MtBE in Groundwater: The Maine Experiment
Statement of Critical Regional Problem: Water Quality
Motor fuels, and particularly gasoline with oxygenates, pose a threat to water quality because of their widespread use and the high water-solubility of oxygenates (Squillace et al., 1999; Johnson et al, 2000), in Maine alone there were over 2,000 fuel-storage tank leaks in 1999 (Maine DEP, 2000). Nationally, MtBE has been detected in 3.4% of rural wells and 16.9% of urban wells according to USGS NAWQA. (Squillace et al., 1999). Although the US EPA has proposed a ban on MtBE, a national ban will not happen for at least three years according to EPA. MtBE will pose a tremendous risk to drinking water quality on a national scale for many years. Maine opted out of reformulated gasoline (RFG) in 1999, reducing MtBE content from 12% v/v to 2% v/v. Maine is the first state to act on MtBE and thus we have a unique and timely natural experiment ready for analysis. California is planning to ban MtBE after December 31, 2002, but the US EPA has denied the mandated oxygenate waiver request. This waiver request is now to be decided by federal court. The impact of these fuel changes on water quality was examined in 2001 and MtBE was detected in concentrations equal to or greater than in 1999 (Peckenham and Nielsen, in prep.). This project will quantify the occurrence of MtBE in groundwater and assess if fuel policy changes have worked. The results will be valuable to a broad variety of participants in the on-going debate about MtBE use in the US.
More than 35 states have used gasoline with MtBE (USEPA, 1999). On March 21, 2000, EPA proposed to phase out MtBE within 3 years (Browner, 2000). Maine banned RFG in 1999, and California and New York have enacted similar bans.
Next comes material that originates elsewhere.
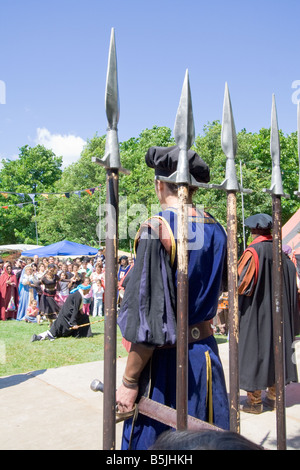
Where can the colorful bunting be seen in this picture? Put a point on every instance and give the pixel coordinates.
(32, 196)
This effect of policy change on water quality may be negligible and the results have not been assessed. For instance, will banning MtBE save money by reducing mitigation costs over a period of several years? It is assumed that there will be a residual cost to clean-up drinking water due to past or recurring MtBE contamination (Johnson et al., 2000). We will quantify the costs posed by MtBE and other oxygenates relative to persistence in water supplies. If MtBE concentrations in water supplies drop rapidly and mitigation costs are low, then a multi-year phase-out schedule would be justified. If not, then a faster phase-out may be justified. In Maine, our analysis will assess the value of reduced MtBE content. This economic assessment of the cost-benefits of the change will provide case-study data to support policy decisions regarding oxygenate (especially MtBE) use in gasoline formulation.